Personal information
- Born: 23 May 2001 (age 25)

Sport
- Sport: Athletics
- Event: Middle-distance running

Medal record
Men's athletics
Representing Australia
World Road Running Championships
| Silver medal – second place | 2026 Copenhagen | 5k mixed team |

= Toby Gillen =

Australian middle-distance runner (born 2001)

Toby Gillen (born 23 May 2001) is an Australian middle-distance runner.

==Biography==
Originally from Cairns, as a teenager in 2017, he placed second in the Great Barrier Reef Marathon's 10km run.
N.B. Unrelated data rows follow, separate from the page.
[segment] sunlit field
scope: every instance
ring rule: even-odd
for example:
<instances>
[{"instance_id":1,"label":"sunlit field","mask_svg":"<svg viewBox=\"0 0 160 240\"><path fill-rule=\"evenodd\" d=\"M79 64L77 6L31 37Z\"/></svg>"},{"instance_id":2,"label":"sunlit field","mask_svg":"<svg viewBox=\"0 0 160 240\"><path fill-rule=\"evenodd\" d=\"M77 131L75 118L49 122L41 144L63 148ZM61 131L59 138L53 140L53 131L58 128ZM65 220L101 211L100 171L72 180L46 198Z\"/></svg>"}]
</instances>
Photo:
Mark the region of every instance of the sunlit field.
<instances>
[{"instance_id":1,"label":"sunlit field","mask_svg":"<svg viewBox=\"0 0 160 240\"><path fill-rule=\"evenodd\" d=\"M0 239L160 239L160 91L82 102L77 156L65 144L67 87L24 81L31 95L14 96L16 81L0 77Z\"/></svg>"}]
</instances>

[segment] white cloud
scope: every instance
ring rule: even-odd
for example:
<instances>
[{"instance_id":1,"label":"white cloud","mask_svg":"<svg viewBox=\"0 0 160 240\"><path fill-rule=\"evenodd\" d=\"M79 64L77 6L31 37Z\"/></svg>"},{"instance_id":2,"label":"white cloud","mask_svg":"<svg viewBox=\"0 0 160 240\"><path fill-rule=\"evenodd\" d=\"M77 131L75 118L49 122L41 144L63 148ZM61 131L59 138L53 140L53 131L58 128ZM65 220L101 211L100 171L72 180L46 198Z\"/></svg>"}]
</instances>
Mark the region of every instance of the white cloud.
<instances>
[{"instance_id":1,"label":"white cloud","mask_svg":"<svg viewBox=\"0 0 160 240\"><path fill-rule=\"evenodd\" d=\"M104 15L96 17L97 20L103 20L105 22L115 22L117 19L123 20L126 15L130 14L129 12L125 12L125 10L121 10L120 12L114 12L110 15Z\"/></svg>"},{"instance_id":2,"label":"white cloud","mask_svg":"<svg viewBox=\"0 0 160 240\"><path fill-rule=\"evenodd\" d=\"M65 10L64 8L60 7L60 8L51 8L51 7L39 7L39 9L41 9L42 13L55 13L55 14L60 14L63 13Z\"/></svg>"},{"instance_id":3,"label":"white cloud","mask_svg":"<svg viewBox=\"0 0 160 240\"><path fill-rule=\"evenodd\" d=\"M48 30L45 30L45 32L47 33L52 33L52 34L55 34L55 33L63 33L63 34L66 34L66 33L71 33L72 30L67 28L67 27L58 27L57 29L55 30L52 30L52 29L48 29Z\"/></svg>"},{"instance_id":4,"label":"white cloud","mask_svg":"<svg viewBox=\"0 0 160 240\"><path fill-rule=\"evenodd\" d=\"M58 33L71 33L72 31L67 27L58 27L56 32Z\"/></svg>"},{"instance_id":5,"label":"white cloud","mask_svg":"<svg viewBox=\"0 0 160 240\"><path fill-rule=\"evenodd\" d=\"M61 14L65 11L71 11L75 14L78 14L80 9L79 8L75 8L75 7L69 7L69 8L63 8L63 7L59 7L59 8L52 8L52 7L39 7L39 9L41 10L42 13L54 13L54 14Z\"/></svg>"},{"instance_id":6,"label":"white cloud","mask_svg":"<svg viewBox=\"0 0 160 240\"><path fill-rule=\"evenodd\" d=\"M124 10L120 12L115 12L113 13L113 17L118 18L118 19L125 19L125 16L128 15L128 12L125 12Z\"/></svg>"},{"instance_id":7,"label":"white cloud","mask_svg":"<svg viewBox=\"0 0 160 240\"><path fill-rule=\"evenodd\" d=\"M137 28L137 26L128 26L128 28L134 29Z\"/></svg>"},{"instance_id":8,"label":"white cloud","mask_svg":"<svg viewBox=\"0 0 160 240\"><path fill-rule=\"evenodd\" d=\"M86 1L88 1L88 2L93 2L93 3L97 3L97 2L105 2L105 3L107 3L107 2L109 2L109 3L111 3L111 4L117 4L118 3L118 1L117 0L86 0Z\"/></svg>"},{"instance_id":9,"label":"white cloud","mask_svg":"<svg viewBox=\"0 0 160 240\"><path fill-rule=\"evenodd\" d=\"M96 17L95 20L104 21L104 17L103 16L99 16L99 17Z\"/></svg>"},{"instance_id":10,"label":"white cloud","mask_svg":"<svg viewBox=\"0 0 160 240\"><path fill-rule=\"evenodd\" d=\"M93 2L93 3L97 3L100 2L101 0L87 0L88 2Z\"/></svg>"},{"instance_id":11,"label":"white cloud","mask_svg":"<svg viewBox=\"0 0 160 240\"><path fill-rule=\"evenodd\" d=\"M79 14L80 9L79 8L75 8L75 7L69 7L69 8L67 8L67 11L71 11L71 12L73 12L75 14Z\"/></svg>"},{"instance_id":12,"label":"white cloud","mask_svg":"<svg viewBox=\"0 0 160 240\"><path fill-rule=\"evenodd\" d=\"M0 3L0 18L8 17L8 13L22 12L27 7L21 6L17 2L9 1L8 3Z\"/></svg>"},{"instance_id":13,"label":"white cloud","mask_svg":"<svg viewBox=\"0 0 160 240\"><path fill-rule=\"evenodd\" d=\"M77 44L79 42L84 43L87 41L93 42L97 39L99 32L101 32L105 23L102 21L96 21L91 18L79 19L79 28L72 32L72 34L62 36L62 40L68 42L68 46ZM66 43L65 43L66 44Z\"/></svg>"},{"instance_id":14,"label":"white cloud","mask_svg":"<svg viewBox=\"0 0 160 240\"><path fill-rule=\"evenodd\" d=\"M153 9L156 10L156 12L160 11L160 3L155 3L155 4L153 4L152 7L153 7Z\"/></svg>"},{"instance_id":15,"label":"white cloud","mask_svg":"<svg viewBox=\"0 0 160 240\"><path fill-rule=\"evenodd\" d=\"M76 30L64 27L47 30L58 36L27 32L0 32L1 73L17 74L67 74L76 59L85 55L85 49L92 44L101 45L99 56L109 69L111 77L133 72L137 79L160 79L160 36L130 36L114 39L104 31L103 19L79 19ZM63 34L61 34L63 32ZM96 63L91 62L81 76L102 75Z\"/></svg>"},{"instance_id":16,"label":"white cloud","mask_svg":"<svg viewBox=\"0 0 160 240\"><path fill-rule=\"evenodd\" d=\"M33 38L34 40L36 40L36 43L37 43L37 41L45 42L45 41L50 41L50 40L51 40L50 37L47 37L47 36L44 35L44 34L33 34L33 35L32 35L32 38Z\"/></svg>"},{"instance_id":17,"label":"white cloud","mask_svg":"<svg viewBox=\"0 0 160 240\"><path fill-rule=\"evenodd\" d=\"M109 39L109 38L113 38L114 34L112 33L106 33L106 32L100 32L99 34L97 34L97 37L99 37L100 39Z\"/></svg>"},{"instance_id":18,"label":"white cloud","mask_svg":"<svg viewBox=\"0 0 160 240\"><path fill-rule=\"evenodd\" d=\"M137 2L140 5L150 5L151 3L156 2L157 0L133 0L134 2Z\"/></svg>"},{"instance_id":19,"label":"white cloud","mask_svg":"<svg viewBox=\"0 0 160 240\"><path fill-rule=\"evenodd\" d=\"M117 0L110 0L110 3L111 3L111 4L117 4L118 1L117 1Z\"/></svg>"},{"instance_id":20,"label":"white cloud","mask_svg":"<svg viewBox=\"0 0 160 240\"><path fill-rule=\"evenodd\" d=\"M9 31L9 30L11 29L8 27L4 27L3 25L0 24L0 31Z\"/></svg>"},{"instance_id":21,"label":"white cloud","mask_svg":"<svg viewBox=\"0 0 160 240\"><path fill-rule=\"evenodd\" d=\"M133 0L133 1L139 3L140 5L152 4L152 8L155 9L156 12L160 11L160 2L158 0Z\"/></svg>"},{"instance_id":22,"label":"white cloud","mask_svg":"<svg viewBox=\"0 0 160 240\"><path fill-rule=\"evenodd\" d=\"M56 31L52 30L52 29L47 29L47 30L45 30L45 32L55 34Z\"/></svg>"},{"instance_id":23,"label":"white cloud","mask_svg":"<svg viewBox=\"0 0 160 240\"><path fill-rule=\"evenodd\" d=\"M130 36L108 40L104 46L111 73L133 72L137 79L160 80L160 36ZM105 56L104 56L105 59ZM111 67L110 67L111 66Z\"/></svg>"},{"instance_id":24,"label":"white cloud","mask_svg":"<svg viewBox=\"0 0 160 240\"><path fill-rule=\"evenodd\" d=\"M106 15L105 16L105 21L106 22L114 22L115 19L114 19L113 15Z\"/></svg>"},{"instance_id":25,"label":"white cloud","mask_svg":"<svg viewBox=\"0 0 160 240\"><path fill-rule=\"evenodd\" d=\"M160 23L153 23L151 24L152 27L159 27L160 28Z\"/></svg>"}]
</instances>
Gillen left Australia to study in the United States in 2022. Competing for Saint Louis University and the University of Mississippi, Gillen reached the NCAA Outdoor Championships for three consecutive years between 2023 and 2025 over 5000 metres, winning All-American honours for the 5000 meters in 2024, as he finished in seventh place overall. In 2026, he joined On Athletics Club Oceania under Head Coach Craig Mottram.

Competing in the 5k run at the 2026 World Athletics Road Running Championships on 19 September 2026 in Copenhagen, he won the silver medal with the Australian team in the mixed event alongside Rose Davies, Georgia Griffith and Ky Robinson, running a personal best of 13:35 to place twenty-fifth in the individual race.